Так именно и начинал свой краткий монолог Леонидов – упавшим от всего пережитого голосом. И вдруг его голос приобретал мощь такого громового удара, когда кажется, что огнедышащий небосвод раскалывается прямо над твоей головой:
В крови отца моего – нет, не виновен!!!
Он искренне, от полноты веса своей измученной, исстрадавшейся и размягченной души благодарил и прокурора и защитника, но прокурора – все-таки с едва уловимой иронией:
…многое мне обо мне сказал, чего и не знал я…

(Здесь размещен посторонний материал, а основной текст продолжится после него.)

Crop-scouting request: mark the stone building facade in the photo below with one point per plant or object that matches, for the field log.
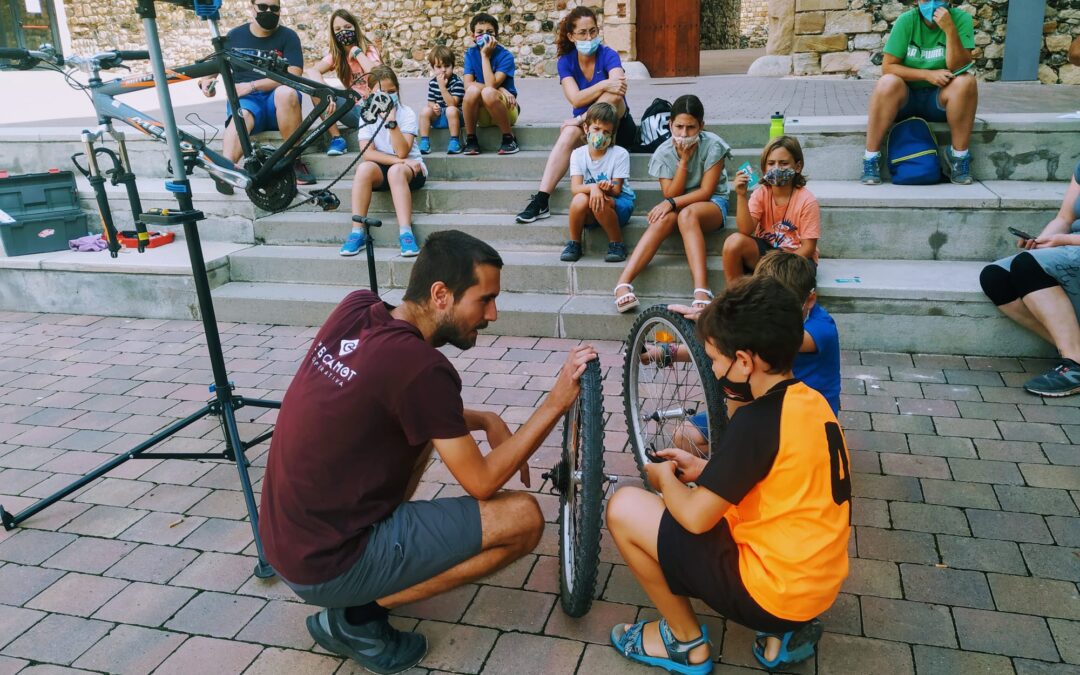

А защитника – с чуть заметным укором и с достоинством невинного:
Спасибо и защитнику, плакал, его слушая, но неправда, что я убил отца, и предполагать не надо было!
А к концу монолога голос Леонидова вновь наполнялся громозвучной мощью, как, вероятно, гремел он в Мокром или на допросах:
Но пощадите, не лишите меня бога моего!!!
Гром сменялся прерывистым полушепотом, в котором слышались с нечеловеческим трудом сдерживаемые рыдания:
Тяжело душе моей, господа… пощадите!..
После этого в зале воцарилась поистине мертвая тишина. Вслед за тем грянули аплодисменты. Леонидов несколько раз выходил, кланялся, а у меня не достало сил рукоплескать моему любимцу. Я был ошеломлен, подавлен так, как будто в течение нескольких минут прошел через все Митины мытарства, руки у меня одеревенели, и вместе с тем я почувствовал, точно я омылся, что меня «выпрямило», – словом, я испытал то сложное ощущение, какое испытываю при встрече с великим искусством во всех его разновидностях.
… В дали моего былого мне явственно виден рдеющий отсвет леонидовской, на полнеба раскинувшейся и расколыхавшейся бурнопламенной, отливавшей множеством красок зари.
Тарханов
Москвин разрушил тот образ Луки, который создало мое воображение, и я сдался без внутреннего боя, я тут же безоговорочно капитулировал.
Не так обернулось у меня дело с Фирсом – Тархановым из «Вишневого сада». Мне наглядно показывали, как играл Фирса первый его исполнитель – Артем, и я, увидев Тарханова, обвинил его в излишней сухости, жесткости, что ли. И это обвинение, выдвинутое мною против Тарханова еще в продолжение первого действия, я поддерживал в течение всего спектакля.
Теперь, спустя много лет, когда я вспоминаю этот спектакль, состоявшийся 22 апреля 1929 года, а затем обращаюсь мыслью к другим спектаклям «Вишневого сада», в которых я видел тоже Тарханова, я прихожу к нескромному убеждению, что, пожалуй, доля правоты в моем неприятии тогдашнего тархановского Фирса все-таки была. От спектакля к спектаклю образ Фирса «оттаивал» у Тарханова. На том спектакле Фирс не вызывал к себе жалости. А потом уже невозможно было без волнения слушать его последний монолог, который Тарханов произносил без малейшей слезливости, просто, покорно, безропотно, как и должен был сносить все невзгоды бывший крепостной раб, воспринимавший «волю» как «несчастье», но это была простота трогательная и теплая:
– Уехали. Про меня забыли… Ничего… я тут посижу… А Леонид Андреич, небось, шубы не надел, в пальто поехал…
Быть может, на первых порах Тарханов, боясь впасть в сентиментальность, не заметил другой крайности, подстерегавшей его.
Тарханов вступил в труппу Художественного театра поздно, уже сложившимся, зрелым мастером.
Когда Качалов на репетиции «Снегурочки» попробовал свои силы в монологе царя Берендея, Станиславский воскликнул: «Вы – наш! Вы все поняли! Поняли самое главное, самую суть нашего театра». [35]
35
Василий Иванович Качалов. М.: Искусство, 1954. С. 24.